La forza dello Spirito Santo rafforza sempre, ma specialmente in questi tempi di paura; tutti ne abbiamo tanto bisogno!
La Parola di Dio illumina il cammino umano e cristiano del personale del Liceo attraverso il Vangelo di San Giovanni 20,19-23

"Al tramonto di quel giorno, il primo giorno della settimana, e chiuse le porte del luogo dove i discepoli si trovavano per paura dei Giudei, Gesù venne e si pose in mezzo a loro, e disse: "Pace a voi." Dicendo questo, mostrò loro le mani e il fianco. Allora i discepoli si rallegrarono nel vedere il Signore.
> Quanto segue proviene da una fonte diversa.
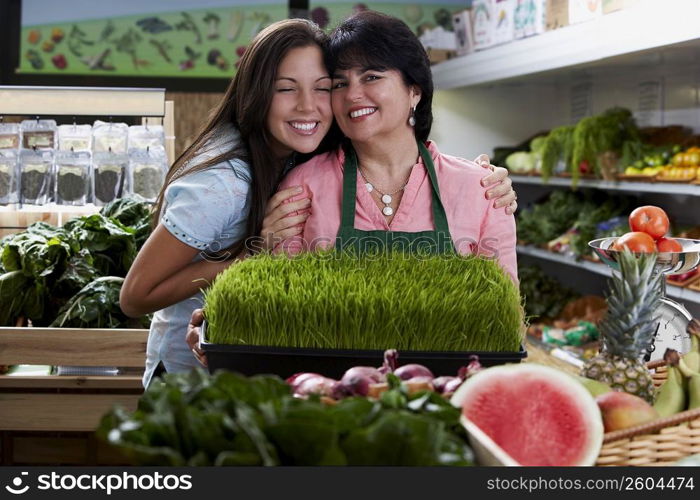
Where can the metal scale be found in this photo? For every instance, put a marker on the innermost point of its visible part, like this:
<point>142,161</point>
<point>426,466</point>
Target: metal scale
<point>673,317</point>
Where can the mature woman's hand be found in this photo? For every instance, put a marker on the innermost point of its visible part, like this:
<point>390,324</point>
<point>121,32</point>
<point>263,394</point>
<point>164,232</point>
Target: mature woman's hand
<point>501,190</point>
<point>278,225</point>
<point>193,332</point>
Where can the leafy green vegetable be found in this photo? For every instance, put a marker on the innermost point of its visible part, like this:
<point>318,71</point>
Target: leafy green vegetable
<point>228,419</point>
<point>544,296</point>
<point>334,300</point>
<point>131,213</point>
<point>57,263</point>
<point>547,220</point>
<point>94,306</point>
<point>111,244</point>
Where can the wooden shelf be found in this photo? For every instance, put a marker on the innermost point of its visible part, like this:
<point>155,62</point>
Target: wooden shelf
<point>675,292</point>
<point>634,187</point>
<point>641,35</point>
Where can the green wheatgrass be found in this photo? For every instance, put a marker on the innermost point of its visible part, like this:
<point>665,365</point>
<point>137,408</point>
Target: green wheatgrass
<point>333,300</point>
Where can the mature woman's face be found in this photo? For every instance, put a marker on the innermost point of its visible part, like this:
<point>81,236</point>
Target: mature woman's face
<point>300,113</point>
<point>371,104</point>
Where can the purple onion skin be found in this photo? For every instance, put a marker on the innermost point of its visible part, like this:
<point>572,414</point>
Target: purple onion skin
<point>441,382</point>
<point>298,378</point>
<point>452,385</point>
<point>316,385</point>
<point>390,361</point>
<point>409,371</point>
<point>369,372</point>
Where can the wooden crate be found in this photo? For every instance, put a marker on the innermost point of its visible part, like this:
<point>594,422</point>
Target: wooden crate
<point>51,419</point>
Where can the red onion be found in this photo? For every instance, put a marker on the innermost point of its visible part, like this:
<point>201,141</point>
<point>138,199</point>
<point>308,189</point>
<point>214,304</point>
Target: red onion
<point>406,372</point>
<point>390,357</point>
<point>316,385</point>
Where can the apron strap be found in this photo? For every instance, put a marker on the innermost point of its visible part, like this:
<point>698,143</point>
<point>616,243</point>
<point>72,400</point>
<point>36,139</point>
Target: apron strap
<point>350,190</point>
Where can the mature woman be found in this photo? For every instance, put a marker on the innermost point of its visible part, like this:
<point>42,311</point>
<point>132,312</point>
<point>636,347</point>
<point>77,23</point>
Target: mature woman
<point>277,102</point>
<point>389,186</point>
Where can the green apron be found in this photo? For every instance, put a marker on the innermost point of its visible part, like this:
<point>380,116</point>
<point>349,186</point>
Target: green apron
<point>436,241</point>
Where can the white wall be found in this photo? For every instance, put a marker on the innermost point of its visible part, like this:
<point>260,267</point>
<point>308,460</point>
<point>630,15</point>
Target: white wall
<point>473,120</point>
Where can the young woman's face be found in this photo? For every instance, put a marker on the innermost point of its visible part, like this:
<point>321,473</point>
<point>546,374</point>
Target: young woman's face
<point>370,104</point>
<point>300,113</point>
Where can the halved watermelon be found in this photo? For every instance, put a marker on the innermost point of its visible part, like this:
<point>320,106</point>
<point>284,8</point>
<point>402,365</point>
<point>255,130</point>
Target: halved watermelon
<point>538,415</point>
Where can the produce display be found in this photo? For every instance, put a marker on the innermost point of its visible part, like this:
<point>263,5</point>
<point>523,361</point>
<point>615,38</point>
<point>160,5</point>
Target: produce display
<point>81,164</point>
<point>608,146</point>
<point>387,300</point>
<point>226,419</point>
<point>628,327</point>
<point>370,381</point>
<point>71,275</point>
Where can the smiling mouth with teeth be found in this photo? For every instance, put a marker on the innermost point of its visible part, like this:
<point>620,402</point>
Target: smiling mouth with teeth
<point>362,112</point>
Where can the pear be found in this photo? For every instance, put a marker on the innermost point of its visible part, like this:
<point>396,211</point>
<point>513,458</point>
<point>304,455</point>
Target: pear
<point>621,410</point>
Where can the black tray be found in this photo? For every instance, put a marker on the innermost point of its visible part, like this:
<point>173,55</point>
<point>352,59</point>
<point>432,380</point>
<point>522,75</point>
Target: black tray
<point>286,361</point>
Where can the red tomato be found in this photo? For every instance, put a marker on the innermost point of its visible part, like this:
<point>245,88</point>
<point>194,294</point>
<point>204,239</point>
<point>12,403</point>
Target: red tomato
<point>668,245</point>
<point>637,242</point>
<point>649,219</point>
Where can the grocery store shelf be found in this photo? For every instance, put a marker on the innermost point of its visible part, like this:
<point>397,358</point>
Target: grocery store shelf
<point>635,36</point>
<point>635,187</point>
<point>672,291</point>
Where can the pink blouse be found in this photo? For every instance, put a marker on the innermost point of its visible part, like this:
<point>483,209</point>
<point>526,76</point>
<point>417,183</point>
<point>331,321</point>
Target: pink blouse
<point>475,226</point>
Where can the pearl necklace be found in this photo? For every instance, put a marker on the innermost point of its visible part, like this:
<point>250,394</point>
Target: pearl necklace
<point>386,198</point>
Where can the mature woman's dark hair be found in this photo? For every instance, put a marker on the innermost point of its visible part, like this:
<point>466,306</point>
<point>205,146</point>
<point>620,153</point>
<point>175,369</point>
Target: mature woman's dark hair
<point>245,106</point>
<point>373,40</point>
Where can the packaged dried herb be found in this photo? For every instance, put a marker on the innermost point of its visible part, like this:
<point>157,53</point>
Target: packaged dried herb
<point>35,168</point>
<point>9,135</point>
<point>108,137</point>
<point>147,171</point>
<point>72,177</point>
<point>74,137</point>
<point>8,177</point>
<point>38,134</point>
<point>146,137</point>
<point>109,176</point>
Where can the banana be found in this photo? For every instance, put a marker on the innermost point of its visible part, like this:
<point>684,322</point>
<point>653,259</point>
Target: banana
<point>692,357</point>
<point>593,386</point>
<point>694,392</point>
<point>671,397</point>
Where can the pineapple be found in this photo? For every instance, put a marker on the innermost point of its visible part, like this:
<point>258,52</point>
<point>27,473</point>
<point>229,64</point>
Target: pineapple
<point>628,327</point>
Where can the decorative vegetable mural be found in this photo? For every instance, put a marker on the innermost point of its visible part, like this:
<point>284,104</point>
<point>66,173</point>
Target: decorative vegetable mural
<point>194,43</point>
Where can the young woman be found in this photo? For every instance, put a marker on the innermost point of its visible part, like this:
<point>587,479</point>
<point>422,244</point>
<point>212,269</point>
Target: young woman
<point>216,194</point>
<point>389,186</point>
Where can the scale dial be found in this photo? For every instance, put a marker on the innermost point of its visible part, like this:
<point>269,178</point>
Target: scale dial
<point>671,331</point>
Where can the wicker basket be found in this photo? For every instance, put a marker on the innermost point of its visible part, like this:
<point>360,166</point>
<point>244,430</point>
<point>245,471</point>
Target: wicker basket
<point>657,443</point>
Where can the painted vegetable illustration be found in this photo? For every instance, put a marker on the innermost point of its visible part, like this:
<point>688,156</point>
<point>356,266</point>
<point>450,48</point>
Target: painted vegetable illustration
<point>188,24</point>
<point>320,16</point>
<point>34,36</point>
<point>235,25</point>
<point>212,21</point>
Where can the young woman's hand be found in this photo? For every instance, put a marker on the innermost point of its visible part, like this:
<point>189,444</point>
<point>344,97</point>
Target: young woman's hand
<point>193,332</point>
<point>278,224</point>
<point>501,186</point>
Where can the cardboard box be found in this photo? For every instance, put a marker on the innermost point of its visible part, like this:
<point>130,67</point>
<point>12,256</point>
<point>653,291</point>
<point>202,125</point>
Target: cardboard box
<point>613,5</point>
<point>581,11</point>
<point>557,14</point>
<point>503,31</point>
<point>483,14</point>
<point>529,17</point>
<point>439,55</point>
<point>462,24</point>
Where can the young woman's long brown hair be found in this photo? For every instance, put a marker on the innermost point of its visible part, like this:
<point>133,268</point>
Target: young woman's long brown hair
<point>245,106</point>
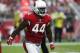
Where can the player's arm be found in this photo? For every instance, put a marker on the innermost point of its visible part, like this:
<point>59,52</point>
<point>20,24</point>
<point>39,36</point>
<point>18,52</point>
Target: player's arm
<point>49,35</point>
<point>16,31</point>
<point>21,26</point>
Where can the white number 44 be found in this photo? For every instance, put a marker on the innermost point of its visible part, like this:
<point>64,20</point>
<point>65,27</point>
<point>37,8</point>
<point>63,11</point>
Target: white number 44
<point>37,29</point>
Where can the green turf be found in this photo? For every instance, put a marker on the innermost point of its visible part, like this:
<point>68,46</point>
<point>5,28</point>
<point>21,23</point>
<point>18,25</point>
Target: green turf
<point>58,49</point>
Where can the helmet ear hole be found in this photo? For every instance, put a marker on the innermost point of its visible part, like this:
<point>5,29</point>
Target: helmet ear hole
<point>39,7</point>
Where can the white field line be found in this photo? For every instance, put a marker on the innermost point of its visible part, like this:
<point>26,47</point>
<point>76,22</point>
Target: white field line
<point>65,52</point>
<point>20,44</point>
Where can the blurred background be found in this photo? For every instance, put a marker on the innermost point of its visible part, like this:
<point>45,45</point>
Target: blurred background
<point>65,16</point>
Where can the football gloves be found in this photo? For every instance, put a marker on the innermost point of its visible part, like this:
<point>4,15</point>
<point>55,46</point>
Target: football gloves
<point>52,45</point>
<point>10,40</point>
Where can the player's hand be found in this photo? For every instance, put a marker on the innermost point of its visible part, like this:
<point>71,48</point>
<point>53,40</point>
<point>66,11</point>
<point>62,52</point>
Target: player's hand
<point>10,40</point>
<point>52,45</point>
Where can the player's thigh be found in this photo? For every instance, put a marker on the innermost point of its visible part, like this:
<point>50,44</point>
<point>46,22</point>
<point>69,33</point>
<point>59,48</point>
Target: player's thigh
<point>32,48</point>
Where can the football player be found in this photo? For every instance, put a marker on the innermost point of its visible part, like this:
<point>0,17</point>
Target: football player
<point>37,24</point>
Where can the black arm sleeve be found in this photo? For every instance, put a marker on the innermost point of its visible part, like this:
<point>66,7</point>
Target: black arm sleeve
<point>17,30</point>
<point>49,32</point>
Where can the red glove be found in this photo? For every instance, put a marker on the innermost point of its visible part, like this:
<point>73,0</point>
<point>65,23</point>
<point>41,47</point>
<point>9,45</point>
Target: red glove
<point>9,41</point>
<point>52,45</point>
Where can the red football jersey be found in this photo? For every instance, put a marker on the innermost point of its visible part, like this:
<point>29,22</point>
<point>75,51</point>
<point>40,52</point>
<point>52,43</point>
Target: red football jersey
<point>36,27</point>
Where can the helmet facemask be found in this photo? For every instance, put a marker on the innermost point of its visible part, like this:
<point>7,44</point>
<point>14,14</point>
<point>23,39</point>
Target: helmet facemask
<point>40,8</point>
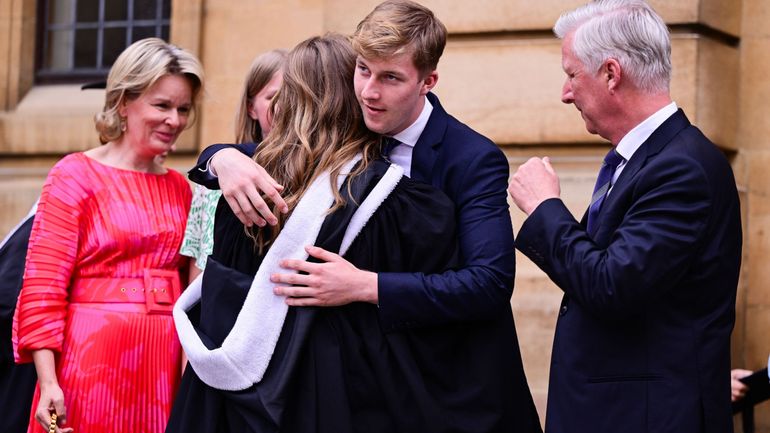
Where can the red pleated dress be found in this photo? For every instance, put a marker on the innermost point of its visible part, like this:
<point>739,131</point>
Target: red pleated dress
<point>103,239</point>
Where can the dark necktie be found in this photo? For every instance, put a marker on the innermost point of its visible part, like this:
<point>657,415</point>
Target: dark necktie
<point>603,184</point>
<point>388,144</point>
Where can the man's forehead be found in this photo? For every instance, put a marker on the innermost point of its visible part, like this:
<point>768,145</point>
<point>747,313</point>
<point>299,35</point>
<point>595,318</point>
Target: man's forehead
<point>400,62</point>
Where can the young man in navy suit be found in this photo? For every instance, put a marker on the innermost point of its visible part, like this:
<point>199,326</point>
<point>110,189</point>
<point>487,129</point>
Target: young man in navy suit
<point>399,45</point>
<point>649,275</point>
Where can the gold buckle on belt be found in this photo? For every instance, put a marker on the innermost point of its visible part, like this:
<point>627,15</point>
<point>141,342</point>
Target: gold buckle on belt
<point>162,289</point>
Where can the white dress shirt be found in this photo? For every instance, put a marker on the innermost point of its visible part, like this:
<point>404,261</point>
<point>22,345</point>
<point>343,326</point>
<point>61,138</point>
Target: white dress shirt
<point>631,142</point>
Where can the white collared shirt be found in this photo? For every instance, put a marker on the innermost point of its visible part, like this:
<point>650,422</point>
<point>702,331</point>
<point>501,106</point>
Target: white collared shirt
<point>632,141</point>
<point>401,155</point>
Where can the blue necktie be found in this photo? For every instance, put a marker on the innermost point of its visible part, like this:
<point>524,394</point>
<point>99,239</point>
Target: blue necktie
<point>388,144</point>
<point>603,184</point>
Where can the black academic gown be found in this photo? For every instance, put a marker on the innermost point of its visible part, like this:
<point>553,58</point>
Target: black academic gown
<point>17,382</point>
<point>335,369</point>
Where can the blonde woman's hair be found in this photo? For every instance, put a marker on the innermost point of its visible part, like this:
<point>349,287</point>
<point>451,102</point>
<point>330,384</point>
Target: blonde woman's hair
<point>260,73</point>
<point>136,69</point>
<point>400,26</point>
<point>317,125</point>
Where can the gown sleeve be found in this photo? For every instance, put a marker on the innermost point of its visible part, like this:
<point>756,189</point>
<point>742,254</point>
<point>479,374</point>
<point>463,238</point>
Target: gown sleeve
<point>40,314</point>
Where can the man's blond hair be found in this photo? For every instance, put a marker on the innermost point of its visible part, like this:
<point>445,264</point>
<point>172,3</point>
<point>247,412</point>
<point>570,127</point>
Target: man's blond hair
<point>401,26</point>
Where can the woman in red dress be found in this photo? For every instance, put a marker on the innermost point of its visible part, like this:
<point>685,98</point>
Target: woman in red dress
<point>102,269</point>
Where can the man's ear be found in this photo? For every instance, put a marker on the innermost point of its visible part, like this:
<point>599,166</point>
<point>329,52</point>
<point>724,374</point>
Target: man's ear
<point>612,74</point>
<point>429,82</point>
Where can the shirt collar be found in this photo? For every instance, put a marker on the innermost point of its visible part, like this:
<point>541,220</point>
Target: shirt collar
<point>634,139</point>
<point>410,135</point>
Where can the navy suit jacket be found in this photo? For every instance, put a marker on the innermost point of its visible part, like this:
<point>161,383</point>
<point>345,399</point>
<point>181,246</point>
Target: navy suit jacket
<point>642,341</point>
<point>472,303</point>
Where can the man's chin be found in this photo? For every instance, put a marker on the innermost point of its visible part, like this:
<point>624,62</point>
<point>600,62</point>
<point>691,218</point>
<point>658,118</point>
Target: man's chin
<point>374,127</point>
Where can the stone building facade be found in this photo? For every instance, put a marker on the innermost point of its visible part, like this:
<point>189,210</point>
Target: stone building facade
<point>501,74</point>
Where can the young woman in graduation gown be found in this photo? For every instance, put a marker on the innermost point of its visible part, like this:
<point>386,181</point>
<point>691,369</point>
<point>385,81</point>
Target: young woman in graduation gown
<point>257,365</point>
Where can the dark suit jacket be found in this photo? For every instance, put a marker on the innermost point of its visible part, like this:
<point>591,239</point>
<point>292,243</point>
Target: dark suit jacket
<point>643,337</point>
<point>473,172</point>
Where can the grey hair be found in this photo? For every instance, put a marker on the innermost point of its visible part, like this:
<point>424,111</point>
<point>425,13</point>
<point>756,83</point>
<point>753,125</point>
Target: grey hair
<point>629,31</point>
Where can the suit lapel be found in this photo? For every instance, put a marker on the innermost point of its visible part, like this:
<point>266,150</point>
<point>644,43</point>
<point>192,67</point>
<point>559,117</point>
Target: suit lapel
<point>426,150</point>
<point>652,146</point>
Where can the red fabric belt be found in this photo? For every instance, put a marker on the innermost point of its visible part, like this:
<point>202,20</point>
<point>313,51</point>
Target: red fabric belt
<point>158,290</point>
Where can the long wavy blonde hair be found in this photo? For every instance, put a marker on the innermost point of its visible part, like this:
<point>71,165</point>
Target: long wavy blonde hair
<point>317,123</point>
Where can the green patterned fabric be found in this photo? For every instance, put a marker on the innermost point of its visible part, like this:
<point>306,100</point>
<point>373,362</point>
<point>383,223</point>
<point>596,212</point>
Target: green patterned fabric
<point>199,235</point>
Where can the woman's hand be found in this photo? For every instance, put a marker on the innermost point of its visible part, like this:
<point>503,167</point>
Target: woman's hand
<point>52,401</point>
<point>51,394</point>
<point>738,388</point>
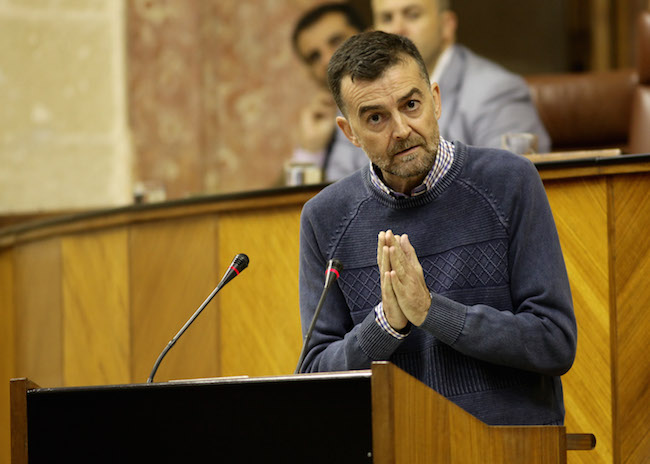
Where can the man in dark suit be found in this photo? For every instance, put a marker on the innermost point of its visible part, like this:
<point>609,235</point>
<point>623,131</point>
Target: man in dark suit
<point>481,100</point>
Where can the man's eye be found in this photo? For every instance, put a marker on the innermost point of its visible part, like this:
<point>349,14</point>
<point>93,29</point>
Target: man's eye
<point>412,104</point>
<point>313,58</point>
<point>412,14</point>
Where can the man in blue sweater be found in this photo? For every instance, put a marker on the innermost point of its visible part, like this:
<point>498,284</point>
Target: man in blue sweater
<point>453,267</point>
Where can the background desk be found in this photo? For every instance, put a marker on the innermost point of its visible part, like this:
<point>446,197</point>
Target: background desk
<point>92,299</point>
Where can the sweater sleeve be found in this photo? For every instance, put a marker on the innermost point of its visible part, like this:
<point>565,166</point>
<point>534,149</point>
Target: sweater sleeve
<point>336,343</point>
<point>539,333</point>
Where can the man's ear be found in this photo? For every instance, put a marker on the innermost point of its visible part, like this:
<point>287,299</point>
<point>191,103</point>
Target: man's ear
<point>347,130</point>
<point>448,26</point>
<point>435,92</point>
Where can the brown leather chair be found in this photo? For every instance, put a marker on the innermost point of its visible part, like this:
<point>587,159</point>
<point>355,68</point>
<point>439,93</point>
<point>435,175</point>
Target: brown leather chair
<point>598,109</point>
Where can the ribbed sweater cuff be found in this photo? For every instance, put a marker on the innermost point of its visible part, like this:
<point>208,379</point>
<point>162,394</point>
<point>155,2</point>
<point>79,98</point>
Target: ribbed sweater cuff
<point>446,319</point>
<point>375,342</point>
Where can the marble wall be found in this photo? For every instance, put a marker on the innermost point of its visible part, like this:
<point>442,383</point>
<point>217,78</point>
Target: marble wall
<point>214,92</point>
<point>64,142</point>
<point>187,97</point>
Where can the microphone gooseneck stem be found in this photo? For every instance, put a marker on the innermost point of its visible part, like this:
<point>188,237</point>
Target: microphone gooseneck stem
<point>238,264</point>
<point>305,344</point>
<point>334,267</point>
<point>182,331</point>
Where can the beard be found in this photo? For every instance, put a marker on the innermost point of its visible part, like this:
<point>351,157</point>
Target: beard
<point>414,164</point>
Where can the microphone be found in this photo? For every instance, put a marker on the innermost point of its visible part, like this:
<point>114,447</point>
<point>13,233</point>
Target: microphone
<point>239,263</point>
<point>333,272</point>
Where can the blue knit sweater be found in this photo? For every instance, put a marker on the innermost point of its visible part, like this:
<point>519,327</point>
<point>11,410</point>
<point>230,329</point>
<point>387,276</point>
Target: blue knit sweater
<point>500,330</point>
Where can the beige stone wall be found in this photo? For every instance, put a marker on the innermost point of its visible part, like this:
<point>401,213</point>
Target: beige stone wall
<point>64,143</point>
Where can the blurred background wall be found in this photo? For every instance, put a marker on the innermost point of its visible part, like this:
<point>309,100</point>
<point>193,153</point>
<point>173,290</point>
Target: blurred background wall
<point>193,97</point>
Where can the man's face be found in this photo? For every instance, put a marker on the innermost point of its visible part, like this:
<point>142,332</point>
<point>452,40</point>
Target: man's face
<point>419,20</point>
<point>395,120</point>
<point>317,43</point>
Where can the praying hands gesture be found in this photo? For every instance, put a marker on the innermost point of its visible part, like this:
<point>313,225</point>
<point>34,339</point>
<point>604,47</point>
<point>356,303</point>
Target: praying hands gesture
<point>404,293</point>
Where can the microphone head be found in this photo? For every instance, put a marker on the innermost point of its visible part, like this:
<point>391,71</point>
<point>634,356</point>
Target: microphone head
<point>240,262</point>
<point>334,268</point>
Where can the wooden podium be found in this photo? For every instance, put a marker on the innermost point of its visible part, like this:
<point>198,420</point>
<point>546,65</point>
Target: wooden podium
<point>383,416</point>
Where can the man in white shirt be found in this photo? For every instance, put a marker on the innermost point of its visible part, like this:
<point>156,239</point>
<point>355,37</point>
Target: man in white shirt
<point>316,36</point>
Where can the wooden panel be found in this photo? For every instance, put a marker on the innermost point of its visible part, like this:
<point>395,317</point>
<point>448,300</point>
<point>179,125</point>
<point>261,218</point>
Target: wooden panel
<point>7,352</point>
<point>631,269</point>
<point>38,312</point>
<point>172,272</point>
<point>414,424</point>
<point>96,346</point>
<point>261,306</point>
<point>580,211</point>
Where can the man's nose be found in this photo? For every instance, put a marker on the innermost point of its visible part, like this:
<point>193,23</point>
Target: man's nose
<point>401,128</point>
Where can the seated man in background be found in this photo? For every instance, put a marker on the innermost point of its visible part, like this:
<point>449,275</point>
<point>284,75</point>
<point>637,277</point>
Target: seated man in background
<point>481,101</point>
<point>453,267</point>
<point>316,37</point>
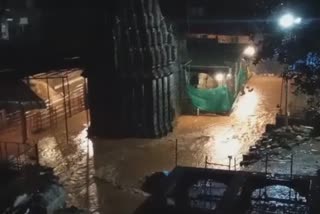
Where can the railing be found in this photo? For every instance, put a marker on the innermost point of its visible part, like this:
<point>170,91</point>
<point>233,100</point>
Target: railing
<point>19,153</point>
<point>268,159</point>
<point>228,166</point>
<point>38,120</point>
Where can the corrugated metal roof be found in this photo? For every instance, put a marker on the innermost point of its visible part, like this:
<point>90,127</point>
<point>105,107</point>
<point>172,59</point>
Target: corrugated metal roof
<point>15,93</point>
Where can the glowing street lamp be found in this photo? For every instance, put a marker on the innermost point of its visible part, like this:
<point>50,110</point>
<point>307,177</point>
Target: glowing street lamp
<point>219,77</point>
<point>250,51</point>
<point>288,20</point>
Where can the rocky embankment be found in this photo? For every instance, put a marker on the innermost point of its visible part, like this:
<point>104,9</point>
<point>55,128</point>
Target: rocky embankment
<point>276,141</point>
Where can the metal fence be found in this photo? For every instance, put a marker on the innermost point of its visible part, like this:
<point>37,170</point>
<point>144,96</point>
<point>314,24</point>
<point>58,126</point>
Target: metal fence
<point>19,153</point>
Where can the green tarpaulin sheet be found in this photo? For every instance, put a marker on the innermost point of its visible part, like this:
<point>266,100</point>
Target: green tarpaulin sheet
<point>219,99</point>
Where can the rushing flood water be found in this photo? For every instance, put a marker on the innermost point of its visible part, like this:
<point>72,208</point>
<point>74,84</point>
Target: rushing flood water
<point>120,165</point>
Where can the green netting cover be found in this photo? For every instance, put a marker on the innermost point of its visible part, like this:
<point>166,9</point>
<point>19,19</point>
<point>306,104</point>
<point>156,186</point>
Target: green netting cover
<point>219,99</point>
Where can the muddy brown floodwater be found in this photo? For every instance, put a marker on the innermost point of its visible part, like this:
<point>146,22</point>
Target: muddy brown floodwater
<point>116,167</point>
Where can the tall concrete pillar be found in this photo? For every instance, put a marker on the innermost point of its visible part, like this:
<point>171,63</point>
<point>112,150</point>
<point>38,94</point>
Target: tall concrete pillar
<point>129,80</point>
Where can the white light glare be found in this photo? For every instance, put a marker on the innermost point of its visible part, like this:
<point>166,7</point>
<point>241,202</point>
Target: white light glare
<point>287,21</point>
<point>219,77</point>
<point>298,20</point>
<point>250,51</point>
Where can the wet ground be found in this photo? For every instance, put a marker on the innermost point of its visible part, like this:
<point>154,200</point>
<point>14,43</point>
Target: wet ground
<point>117,167</point>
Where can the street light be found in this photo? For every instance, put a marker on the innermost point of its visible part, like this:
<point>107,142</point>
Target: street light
<point>219,77</point>
<point>288,21</point>
<point>250,51</point>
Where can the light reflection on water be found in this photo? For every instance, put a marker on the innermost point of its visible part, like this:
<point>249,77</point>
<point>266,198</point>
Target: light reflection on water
<point>247,107</point>
<point>135,158</point>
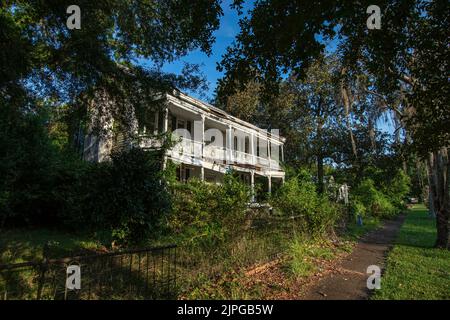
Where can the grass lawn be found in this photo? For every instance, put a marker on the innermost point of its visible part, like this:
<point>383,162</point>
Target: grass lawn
<point>20,245</point>
<point>416,270</point>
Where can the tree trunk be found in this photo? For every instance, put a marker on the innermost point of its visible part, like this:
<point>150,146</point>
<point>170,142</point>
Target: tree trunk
<point>440,193</point>
<point>320,187</point>
<point>347,107</point>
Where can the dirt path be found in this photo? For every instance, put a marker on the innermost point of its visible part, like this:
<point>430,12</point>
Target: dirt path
<point>348,279</point>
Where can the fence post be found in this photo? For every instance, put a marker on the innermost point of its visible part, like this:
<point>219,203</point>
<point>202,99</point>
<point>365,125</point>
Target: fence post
<point>42,270</point>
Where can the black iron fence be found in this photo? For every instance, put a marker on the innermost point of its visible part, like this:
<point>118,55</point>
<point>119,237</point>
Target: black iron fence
<point>133,274</point>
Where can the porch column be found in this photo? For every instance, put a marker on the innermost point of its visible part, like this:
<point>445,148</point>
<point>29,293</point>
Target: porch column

Gesù vi disse ancora: "Pace a voi; come il Padre mi ha mandato, così anch'io vi mando." Dicendo questo, soffiò su di loro e disse loro: "Ricevete lo Spirito Santo. "A coloro che perdonano i peccati, questi sono perdonati; a coloro che trattengono i peccati, questi sono trattenuti”.

PACE CHE RINFORZA.

La Parola e la condivisione fraterna riscalda il cuore dell’uomo, permeandolo di amore e di perdono, di pace e di speranza, quelle che solo Gesù Crocifisso e Risorto può dare. Con queste certezze si va delineando il Dono dello Spirito che imploriamo oggi: la FORTEZZA, vigore per l'anima non solo nei momenti drammatici dell'oggi, ma anche nelle abituali condizioni di difficoltà, nella lotta per essere coerenti nel cammino della verità e della grazia di un Dio che ci salva ogni giorno.


IL RIPOSO VISSUTO NELLO SPIRITO SANTO inietta energia e grazia per fare del lavoro quotidiano, via che conduce alla Vita Eterna.